En el medio cuenta las negociaciones de sus padres para que lo soltaran, su condición de “pez chico”, la intervención de un cónsul italiano y la aparición de un industrial que hizo de intermediario con el general Suárez Mason. Las figuras borgeanas del héroe y el traidor, entonces, cobran peso gravitatorio.

“Mi vida ha sido un sube y baja, héroe y traidor al mismo tiempo, ya desde chico –narra Bechis, en otro pasaje crudo–. Cuando murió mi hermano, me sentí enseguida un usurpador, tenía ocho años y no entendía qué significaba morir, por eso empecé a pensar que yo tenía que vivir su vida y no la mía. Después sobreviví a miles de desaparecidos. Cuando hago algo que me gusta, cuando me siento cansado mientras camino por la montaña o transpiro mientras arreglo un mueble, siempre me digo a mí mismo que mi hermano Roberto esa vida no la vivió, ni tampoco, al igual que él, los miles de desaparecidos. Paseo en el medio del bosque y respiro el perfume de las plantas y cuando el calor punzante de los rayos del sol se filtra desde lo alto provocándome una sensación de bienestar, en ese mismo momento mi cerebro me lleva a apartarme del éxtasis, haciéndome caer de nuevo en la angustia de estar vivo”.

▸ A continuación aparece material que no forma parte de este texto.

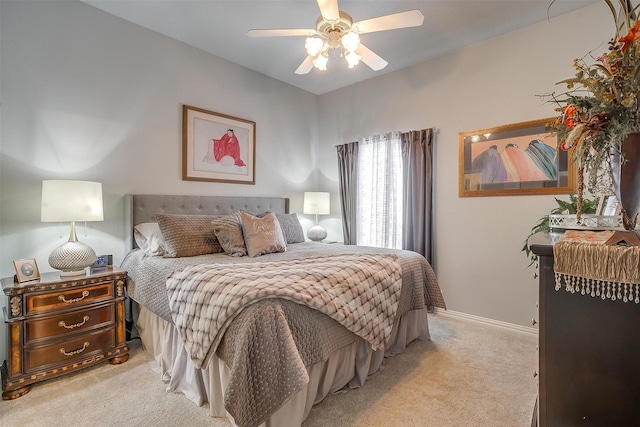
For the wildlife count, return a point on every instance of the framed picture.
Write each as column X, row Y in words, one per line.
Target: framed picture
column 516, row 159
column 217, row 147
column 26, row 270
column 608, row 205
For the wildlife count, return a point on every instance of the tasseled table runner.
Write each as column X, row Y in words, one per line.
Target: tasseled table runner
column 585, row 265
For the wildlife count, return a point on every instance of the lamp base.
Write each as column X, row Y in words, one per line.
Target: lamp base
column 72, row 258
column 317, row 233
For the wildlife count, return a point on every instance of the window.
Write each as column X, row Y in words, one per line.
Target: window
column 379, row 171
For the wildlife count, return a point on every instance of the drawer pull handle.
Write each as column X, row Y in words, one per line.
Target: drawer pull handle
column 68, row 301
column 78, row 351
column 63, row 324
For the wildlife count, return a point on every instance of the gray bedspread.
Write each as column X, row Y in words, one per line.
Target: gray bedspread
column 148, row 275
column 272, row 341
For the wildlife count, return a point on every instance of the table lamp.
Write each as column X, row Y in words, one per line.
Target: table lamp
column 316, row 203
column 71, row 201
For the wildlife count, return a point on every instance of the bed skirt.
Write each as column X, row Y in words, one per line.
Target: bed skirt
column 348, row 367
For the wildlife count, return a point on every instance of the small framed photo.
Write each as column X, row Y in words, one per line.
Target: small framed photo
column 608, row 205
column 26, row 270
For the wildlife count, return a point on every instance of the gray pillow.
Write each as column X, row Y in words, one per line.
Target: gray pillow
column 291, row 228
column 228, row 229
column 262, row 235
column 148, row 237
column 188, row 235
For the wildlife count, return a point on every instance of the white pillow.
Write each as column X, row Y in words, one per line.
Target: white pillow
column 149, row 238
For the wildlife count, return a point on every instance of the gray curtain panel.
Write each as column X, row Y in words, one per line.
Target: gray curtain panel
column 417, row 162
column 348, row 180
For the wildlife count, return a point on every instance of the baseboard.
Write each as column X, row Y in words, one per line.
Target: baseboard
column 486, row 321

Se pregunta cómo fue posible que los militares argentinos, educados a la europea en un país que parecía “civilizadísimo”, hubieran sido capaces de asesinar a miles de jóvenes. Una de las posibles respuestas es que el ejército argentino perpetró la última masacre de indígenas en 1910 y nunca fue llamado a rendir cuentas por eso. “Es más, estatuas de esos generales ocupan lugares centrales en muchas plazas”, se responde.

“Pero después de tantos años vividos como un usurpador, como un traidor por haber sobrevivido a los demás”, finalmente Bechis se asume como una víctima. Juntar los destrozos de uno mismo, sorteando la impunidad de sus verdugos por décadas, eso es lo que le sucedió mientras escribía La soledad del subversivo, donde pudo como narrador aceptar su catástrofe. Ese abanico personal, de lo social a lo íntimo, de lo singular a lo colectivo, constituye, tal vez, el nudo más atractivo del libro, donde incluye hasta una reconciliación con Juan Gelman –con quien se había encontrado en Italia y sintió su “superioridad de mando” en la carga de una misión–.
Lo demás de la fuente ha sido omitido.